Through a series of cases, the Board defined an occupational disease as
"any disease arising out of exposure to harmful conditions of employment, when those conditions
are present in a peculiar or increased degree by comparison with employment generally." The
Board found that "claimant's employment requiring the operation of joysticks and bobcat levers,
involved 'harmful' repetitive hand and arm movements, which are peculiar to his job as a river operator
. . . claimant's use of joysticks would require 'a marked amount of flexion/extension, ulnar and radial
flexion in alternating movements,' and thus, those activities are significantly attributable to his
condition." Affirming the ALJ, the Board found that Claimant's occupational disease afforded
him the benefit of the longer statute of limitations prescribed by Section 13(b)(2) and his claim for
compensation was therefore timely.
[Topics 2.2.13 Occupational Diseases: General Concepts; 2.2.15
Occupational Disease vs. Traumatic Injury; 13.1.2 Starting the Statute of
Limitations--Section 13(b) Occupational Diseases]
In the hearing loss case of Everson v. Stevedoring Services of
America, ___ B.R.B.S. ___, BRB Nos. 98-0104 and 98-1648 (Sept. 24, 1999), Claimant
testified that he worked for Employer at least 90% of the time during the last 15 years of his
employment. The ALJ found the employer liable for benefits and the employer and carrier (Homeport)

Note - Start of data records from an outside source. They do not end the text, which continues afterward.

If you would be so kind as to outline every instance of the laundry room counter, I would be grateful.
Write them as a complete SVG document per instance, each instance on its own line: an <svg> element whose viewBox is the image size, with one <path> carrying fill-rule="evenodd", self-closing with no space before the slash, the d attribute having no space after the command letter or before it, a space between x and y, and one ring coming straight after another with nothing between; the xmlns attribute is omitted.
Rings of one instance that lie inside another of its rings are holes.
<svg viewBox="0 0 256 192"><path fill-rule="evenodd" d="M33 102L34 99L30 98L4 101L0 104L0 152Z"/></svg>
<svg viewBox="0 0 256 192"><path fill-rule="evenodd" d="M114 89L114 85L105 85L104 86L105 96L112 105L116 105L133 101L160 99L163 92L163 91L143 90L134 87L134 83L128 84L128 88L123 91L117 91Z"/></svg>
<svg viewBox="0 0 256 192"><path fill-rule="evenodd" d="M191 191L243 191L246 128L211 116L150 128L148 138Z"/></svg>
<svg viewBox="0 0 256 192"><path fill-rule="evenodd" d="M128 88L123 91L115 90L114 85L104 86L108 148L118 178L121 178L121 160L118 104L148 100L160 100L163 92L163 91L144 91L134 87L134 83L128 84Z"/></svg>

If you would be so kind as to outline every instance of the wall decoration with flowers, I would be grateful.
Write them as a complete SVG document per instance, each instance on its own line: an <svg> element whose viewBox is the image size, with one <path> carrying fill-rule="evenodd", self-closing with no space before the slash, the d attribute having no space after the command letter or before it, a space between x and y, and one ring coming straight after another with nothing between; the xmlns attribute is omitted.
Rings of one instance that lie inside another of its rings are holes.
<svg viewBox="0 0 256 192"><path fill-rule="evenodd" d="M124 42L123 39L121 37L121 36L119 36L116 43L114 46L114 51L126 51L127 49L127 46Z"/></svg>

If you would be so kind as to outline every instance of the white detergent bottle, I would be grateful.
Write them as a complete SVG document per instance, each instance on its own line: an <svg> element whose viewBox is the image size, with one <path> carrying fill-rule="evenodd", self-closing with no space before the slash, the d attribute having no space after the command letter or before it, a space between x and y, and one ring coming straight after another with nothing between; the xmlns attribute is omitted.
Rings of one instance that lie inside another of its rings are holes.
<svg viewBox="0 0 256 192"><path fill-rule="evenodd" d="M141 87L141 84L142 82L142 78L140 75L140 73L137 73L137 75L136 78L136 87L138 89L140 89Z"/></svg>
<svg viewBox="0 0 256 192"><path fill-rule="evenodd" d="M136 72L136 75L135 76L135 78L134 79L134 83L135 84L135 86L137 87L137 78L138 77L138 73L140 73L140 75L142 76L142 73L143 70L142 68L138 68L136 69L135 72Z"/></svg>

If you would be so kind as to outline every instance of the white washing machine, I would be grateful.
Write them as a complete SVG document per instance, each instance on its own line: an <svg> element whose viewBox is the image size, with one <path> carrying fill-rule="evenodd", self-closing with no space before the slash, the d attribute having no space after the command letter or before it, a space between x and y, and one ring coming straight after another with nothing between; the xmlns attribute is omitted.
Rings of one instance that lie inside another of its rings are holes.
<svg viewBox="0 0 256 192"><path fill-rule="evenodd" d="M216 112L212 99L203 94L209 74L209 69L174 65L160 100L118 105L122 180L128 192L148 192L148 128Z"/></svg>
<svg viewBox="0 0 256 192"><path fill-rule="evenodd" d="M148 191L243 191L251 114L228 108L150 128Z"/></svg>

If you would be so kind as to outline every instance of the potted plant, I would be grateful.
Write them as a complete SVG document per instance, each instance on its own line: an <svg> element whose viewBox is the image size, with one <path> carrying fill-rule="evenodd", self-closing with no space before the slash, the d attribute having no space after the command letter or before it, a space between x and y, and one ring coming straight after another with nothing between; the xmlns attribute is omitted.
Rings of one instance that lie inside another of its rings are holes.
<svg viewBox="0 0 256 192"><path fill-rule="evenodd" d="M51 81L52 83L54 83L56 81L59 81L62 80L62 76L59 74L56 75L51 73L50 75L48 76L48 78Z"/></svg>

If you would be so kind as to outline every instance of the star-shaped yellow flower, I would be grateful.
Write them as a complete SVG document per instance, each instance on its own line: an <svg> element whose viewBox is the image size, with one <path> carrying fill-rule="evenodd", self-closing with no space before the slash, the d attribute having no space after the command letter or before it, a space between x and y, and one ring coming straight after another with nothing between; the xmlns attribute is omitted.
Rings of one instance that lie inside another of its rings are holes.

filed a Motion for Reconsideration and Section 22 modification to designate Eagle Pacific as the insurer
liable for Claimant's benefits. In the appeal it was also argued that the claimant did not prove that the
employer was the last maritime employer. The ALJ denied this relief noting that the employer and
carrier should have availed themselves of the opportunity to litigate the issue of responsible carrier
during the initial proceeding.
On appeal the Board observed that the ALJ credited Claimant's testimony that
he worked for the employer 90% of his time during his last 15 years of employment and
"although claimant could not testify specifically that he was employed by employer when he last
worked aboard a ship that used a steam winch (source of loud noise), it is employer's burden to
affirmatively establish that is did not expose claimant to potentially injurious stimuli." Since
Employer did not meet its burden, the Board affirmed the ALJ's award of benefits. The Board also
observed that the ALJ "rationally found that since the claimant was alleging many years of
exposure to injurious noise levels, employer and Homeport should have been aware that an insurer
other than Homeport provided longshore coverage during some of those years, and thus, they had
committed error in failing to raise and litigate the issue of responsible carrier at the initial hearing."
Moreover, the Board concurred with the ALJ that permitting an additional carrier
to join the proceedings would require it be given the opportunity to re-litigate the issues in the claim in a
new hearing at considerable time and expense, and the need for finality in decision making outweighs
the carrier's interest in modifying the first decision.